Today we bid adieu to Amman, city built into hills which host ancient monuments as well as modern and cosmopolitan restaurants and cafes where I enjoyed quite a few lovely meals and views. It’s also capital to a nation that’s currently celebrating 100 years with its current boundaries and royal family. There were also some signs celebrating the 100th anniversary visible in at least one of the photos from the final Jerash post – if curious you can look for those again, same crown logo as this photo, but in print, not on a stairway gate.
You’ve seen this amphitheater before – in my very first Amman post which I think I even put up before I left Jordan, also as seen from above in a few shots from the Citadel. From the Citadel, I walked through the hilly streets of modern Amman to the base of that hill, where a street runs through a valley on the other side of which rises the hill into which this amphitheater was built. Today we’re showing you more angles on this impressive site as seen on that walk.

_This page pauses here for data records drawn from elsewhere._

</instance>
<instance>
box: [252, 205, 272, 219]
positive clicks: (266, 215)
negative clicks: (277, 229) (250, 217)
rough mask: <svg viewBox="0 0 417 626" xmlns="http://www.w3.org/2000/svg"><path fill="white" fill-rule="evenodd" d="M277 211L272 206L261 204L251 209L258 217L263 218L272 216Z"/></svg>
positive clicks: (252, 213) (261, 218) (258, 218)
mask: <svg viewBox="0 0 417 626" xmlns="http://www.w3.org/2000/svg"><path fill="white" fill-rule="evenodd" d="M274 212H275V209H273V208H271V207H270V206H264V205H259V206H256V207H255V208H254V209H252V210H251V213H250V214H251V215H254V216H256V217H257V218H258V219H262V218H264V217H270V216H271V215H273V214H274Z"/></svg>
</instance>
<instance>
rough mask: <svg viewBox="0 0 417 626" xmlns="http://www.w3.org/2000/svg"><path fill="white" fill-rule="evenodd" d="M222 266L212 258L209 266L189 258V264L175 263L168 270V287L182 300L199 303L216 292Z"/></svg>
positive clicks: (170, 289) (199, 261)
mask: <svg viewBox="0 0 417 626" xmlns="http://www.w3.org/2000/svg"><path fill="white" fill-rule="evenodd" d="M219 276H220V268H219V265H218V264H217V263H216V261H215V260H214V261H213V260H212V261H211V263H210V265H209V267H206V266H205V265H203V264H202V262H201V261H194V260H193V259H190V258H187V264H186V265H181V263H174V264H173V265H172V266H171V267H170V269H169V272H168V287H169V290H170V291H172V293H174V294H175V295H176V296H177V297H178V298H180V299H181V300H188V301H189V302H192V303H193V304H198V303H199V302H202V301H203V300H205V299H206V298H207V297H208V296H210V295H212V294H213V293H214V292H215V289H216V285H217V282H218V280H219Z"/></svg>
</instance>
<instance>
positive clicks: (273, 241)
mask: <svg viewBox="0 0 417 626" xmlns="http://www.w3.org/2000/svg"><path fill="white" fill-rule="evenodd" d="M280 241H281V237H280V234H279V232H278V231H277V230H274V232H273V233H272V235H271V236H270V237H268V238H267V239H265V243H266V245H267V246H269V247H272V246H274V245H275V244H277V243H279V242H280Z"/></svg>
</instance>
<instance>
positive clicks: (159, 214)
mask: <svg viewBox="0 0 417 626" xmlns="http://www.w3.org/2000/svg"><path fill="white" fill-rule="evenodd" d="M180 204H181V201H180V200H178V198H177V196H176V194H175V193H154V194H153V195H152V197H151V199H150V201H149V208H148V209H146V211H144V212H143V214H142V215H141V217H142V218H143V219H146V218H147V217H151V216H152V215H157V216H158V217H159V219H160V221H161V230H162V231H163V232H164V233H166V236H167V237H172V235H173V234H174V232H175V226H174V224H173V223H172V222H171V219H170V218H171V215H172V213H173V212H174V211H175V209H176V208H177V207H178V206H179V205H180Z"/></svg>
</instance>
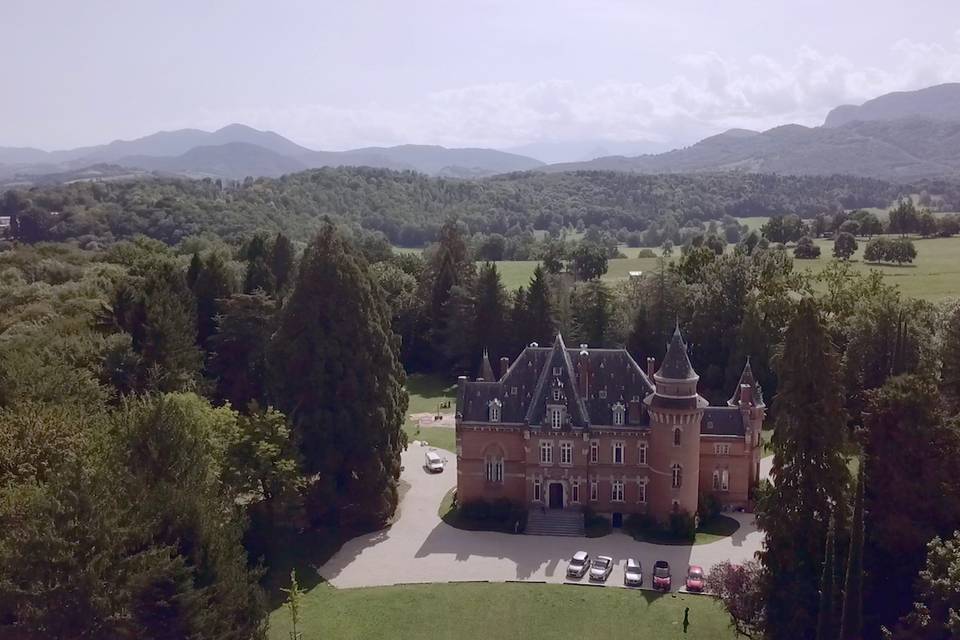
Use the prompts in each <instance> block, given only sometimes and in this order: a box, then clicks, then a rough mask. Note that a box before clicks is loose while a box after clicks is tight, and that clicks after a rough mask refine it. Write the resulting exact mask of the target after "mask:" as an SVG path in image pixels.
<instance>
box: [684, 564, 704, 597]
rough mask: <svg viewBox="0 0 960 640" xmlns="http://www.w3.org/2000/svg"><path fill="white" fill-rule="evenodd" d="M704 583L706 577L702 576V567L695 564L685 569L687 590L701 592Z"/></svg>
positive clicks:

Amman is full of hills, and home to many ancient ruins. The Citadel is in the heart of the old city, with its oldest ruins dating to the Romans, and the dramatic lovely domed audience-hall dating to the Umayyad dynasty. That building with the dome is the most intact structure remaining. Since we have so very many photos still from both Jerash and Petra to work our way through, I’m going to be doing larger posts with more photos from Amman. It has a reputation among some as being a “boring” city in the Middle East. I think boring might be welcome to many residents of other cities, but what do I know?